Homemade vinegar

Anyone who knows me, knows that I hate throwing things out- particularly food. We’ve put work into it, why should we throw it out without putting up a fight?

One of the products we make to sell at Market and at the farm is apple cider- straight up apples, no additives and it’s made fresh every week. It takes quite a bit of work- you need to grade apples, wash them, grind them, press them, bottle the juice and then, with a bit of luck, sell it. The list does not include the growing of the apples, which we also take care of- but is a completely different post. It is kind of a crap shoot to figure out how much to make: we are usually pretty good at guesstimating, but we can be totally off base and come home with cases of it, or be sold out by 10AM.

After all of that work, why would you want to let the pigs guzzle it? We can use some of it for apple cider slushies (delish!) or in the kitchen cooking, but “cases” mean alot of cider. At the place I used to work at we made vinegar with leftover wine (it was a winery)- why not with apple cider. It’s supposed to be great for you anyway, right? As it turns out, it was a good idea- it tastes great, and people are happy to get a local vinegar, which is not that common around here.

The only downside is that you need to have a fair bit of patience- ours seem to reach its proper maturity after about a year. The only way we found to know that it was ready was to taste it, and just a heads up- it’s a bit of a mind benderto will yourself to taste it for the first time. You open it up and it smells like vinegar, but it’s got a giant blob floating on top that looks like a snot pancake and little bits of web- aka the mother- swimming around like a jellyfish in the ocean and, more then likely, a fruitfly or two (or fifteen).

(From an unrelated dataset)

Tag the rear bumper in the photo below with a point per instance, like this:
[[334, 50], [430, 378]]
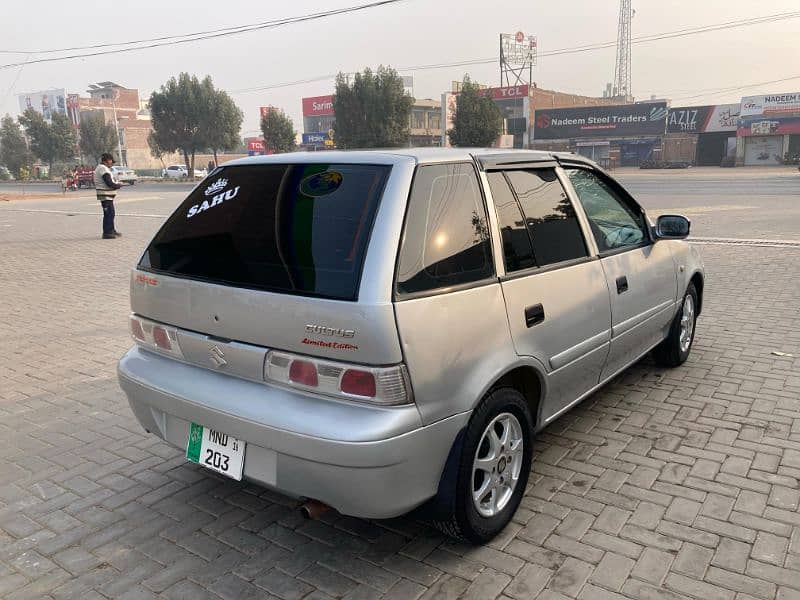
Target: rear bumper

Apple cider and wine seem to be the easiest that I’ve tried so far, blueberry juice was kind of a flop- but I lost patience with it….  Aside from that, a little mother is helpful to move your vinegar along. You don’t need to have it, but there is a better chance of your vinegar just rotting if you don’t have it, instead of rotting in a controlled way if you do. The mother is a culture that will influence the rest of your liquid to turn into vinegar. There are vinegars on the market today are sold with mother in the vinegar, it’ll say it on the label.

So. You have the liquid of choice and the mother. These should be poured into a clean and, preferably, sanitized container. You will need enough cheesecloth to cover your container and butcher’s twine to tie it tight. The most important thing to remember when making vinegar is that it needs oxygen for the first few months. It should be stirred every few days to have more contact with oxygen, after about 2 months you can take off the cheesecloth and replace it with a loose fitting lid- not completely air tight… Forget about it for a while, check and stir it, then forget…. do this for about a year. There will be the floaty goop pancake on top, remove that- and then taste it. If it tastes really really really harsh, it’s not ready. Lid it (without the goop) and leave it for another month or two. Repeat until you are down to smooth and acidic- it is vinegar after all. Strain through cheesecloth and bottle into clean airtight bottles.

You can save some of the mother for another batch- store it in the vinegar, and remember that a little will go a long way- we started with a 250ml mother and vinegar combo and it’s vinegaring 200L.